If that gauge falls below 1, then technically the company is worth less than the Bitcoin it owns. At that point, the stock would be sold off by many investors because there is no point in owning a stock whose value is based on Bitcoin if the stock is worth less than the Bitcoin.
The stock has been sitting above this danger zone since November.
Already, the market cap of the company is worth less than its Bitcoin. Its market cap was $47 billion today; the Bitcoin held by the company is worth just under $60 billion. That on its own is a perilous position. But if the company’s mNAV (“market-to-net asset value”) falls below 1 then the stock potentially enters a new world of pain. mNAV is a measure of the company’s total market cap plus its debt, minus its cash, divided by its total Bitcoin reserve.
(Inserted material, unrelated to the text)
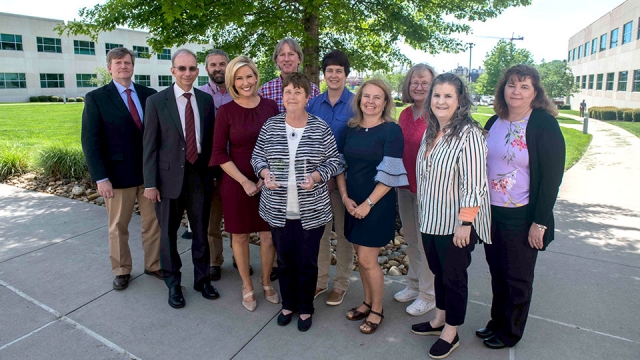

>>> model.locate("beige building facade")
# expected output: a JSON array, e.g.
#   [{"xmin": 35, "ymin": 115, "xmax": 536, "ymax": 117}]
[{"xmin": 0, "ymin": 13, "xmax": 209, "ymax": 102}]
If that value is worth less than 1 then the case for owning Strategy stock becomes harder to argue.
Fortune contacted the company for comment.
Saylor, as usual, has been tweeting bullishly about MSTR shares, including this chart showing that “open interest” (investor positions that have not been closed out) are the equivalent of 87% of the company’s market value. The implication is that the stock is highly traded (although many of those positions are undoubtedly short bets against the company). He also posted an AI-generated picture of him taming a polar bear.
Below the level of mNAV at 1 lies another dangerous threshold for Strategy: the average price at which Strategy has historically accumulated Bitcoin. Over the years, that price was about $74,000 per coin. Currently, Bitcoin trades at $89.6K. If the price were to fall below $74K it would imply that Strategy’s Bitcoin stash was worth less than what Saylor has paid for it.
Strategy fans would argue that might be a time to buy—if the stock was worth less than its Bitcoin then the price per share might rise to meet the price of Bitcoin; it might rise even more if Bitcoin resumed its march higher.
But that, again, would be a sore test for traders who are not true believers. Why hold a stock that is worth less than the underlying asset it represents?